Otherwise known as Nicholas Perry, he has been posting videos of mukbangs ever since he got traction from one of his “sheet mukbangs,” a sheet tray filled with food of his choice in bulk, usually ramen with Takis. Ever since, he has been gaining fans, subscribers, and weight. Over the past 5 years, he has been seen gaining unhealthy weight, eventually needing mobility help and oxygen.
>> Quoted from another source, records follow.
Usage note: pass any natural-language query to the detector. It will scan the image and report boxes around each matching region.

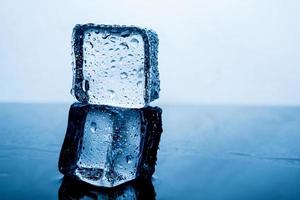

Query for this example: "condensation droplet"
[89,42,94,49]
[126,155,132,164]
[130,38,139,48]
[120,72,128,79]
[107,90,116,99]
[136,81,142,88]
[91,122,97,133]
[120,30,130,37]
[110,65,116,70]
[120,42,129,49]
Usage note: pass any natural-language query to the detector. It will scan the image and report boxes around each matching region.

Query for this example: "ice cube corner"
[71,24,160,108]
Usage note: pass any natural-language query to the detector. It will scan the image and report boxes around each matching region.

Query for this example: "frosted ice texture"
[72,24,160,108]
[59,104,162,187]
[58,177,156,200]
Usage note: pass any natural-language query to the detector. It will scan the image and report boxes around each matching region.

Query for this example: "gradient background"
[0,0,300,105]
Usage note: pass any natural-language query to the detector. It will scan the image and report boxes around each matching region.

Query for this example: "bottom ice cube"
[58,177,156,200]
[59,103,162,187]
As said in an email to NBC news, Perry pre-recorded videos for two years to cover his weight loss. “I have been strategically posting pre-recorded videos for 2 years, on both YouTube and TikTok. I edited the videos so that they would appear recent, allowing me to focus on healing my body behind the scenes,” Perry said in another email. “I shaved my head so that people wouldn’t recognize me in public. A handful of fellow YouTubers also helped to keep my secret.”
Avocado’s weight gain and weight loss have impacted his mental health significantly. It has led to him developing depression, anxiety, ADD (Attention Deficit Disorder), and OCD (Obsessive Compulsive Disorder). His ADD and OCD have “made it hard for him to focus,” he told NBC news.
Perry’s new video has reached over 26 million views, still growing in popularity. He starts the video with a giant panda head on, speaking quietly, almost in a whisper. The panda, according to Perry, was meant to symbolize how the “world of social media is not as black-and-white as it appears.” His aim was to remind people not to take the internet so seriously.